Another example Krugman uses is health insurance. Unless you really know the future, deciding which health insurance plan is best for you and your family is a gamble. High or low deductibles? Drug coverage or not? Also writing in the Times, Margot Sanger-Katz tells us that most people choose the wrong plan, and insurance companies are incentivized to offer plans that cost more, and offer less.

But it turns out in real life most people are terrible at picking the health plan that is right for them. Health insurance is a complicated financial product, and study after study has shown that people routinely pick bad plans, even choosing options that leave them worse off financially in every possible scenario. And, because people are so bad at choosing good plans, the market often sends weird signals to insurance companies, encouraging them to offer more of the wrong plans instead of the right ones.
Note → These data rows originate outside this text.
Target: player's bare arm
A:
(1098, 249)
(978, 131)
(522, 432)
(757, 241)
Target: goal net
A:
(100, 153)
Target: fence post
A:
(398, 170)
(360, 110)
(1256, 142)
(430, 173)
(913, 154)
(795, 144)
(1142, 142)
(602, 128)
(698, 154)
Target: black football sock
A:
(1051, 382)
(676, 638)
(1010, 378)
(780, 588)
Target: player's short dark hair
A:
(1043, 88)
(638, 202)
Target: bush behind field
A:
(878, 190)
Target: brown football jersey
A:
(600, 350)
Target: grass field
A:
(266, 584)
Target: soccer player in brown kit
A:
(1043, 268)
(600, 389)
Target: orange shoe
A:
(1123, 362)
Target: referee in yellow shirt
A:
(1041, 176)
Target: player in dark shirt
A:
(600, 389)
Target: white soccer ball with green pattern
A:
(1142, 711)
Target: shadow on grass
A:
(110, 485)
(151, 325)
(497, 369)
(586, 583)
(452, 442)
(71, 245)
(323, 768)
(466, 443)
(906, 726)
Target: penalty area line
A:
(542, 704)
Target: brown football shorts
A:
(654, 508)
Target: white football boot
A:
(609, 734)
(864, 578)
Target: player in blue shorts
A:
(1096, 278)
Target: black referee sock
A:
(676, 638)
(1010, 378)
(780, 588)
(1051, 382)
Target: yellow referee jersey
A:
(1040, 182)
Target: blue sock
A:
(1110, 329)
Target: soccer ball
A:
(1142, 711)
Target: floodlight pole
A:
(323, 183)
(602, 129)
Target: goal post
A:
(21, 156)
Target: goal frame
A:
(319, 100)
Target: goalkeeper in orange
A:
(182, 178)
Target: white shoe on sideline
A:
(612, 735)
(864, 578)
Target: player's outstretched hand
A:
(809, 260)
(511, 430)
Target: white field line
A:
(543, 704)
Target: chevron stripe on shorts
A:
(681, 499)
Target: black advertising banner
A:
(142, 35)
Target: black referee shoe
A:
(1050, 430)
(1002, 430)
And then there are mortgages. One of the biggest causes of the 2008 financial crisis was people taking out mortgages that they never could afford. Or mortgages like “interest only” or “reverse amortization” that left the borrowers screwed when the housing market went bad.

Before the subprime mortgage crisis, Edward Gramlich, a Federal Reserve official who warned in vain about the potential for disaster, asked, “Why are the most risky loan products sold to the least sophisticated borrowers?” The question, he suggested, “answers itself — the least sophisticated borrowers are probably duped into taking these products.”

As a whole, the problem is called the “Paradox of Choice”. We need some choice, we want to have some control of our lives, but having too many choices causes unhappiness.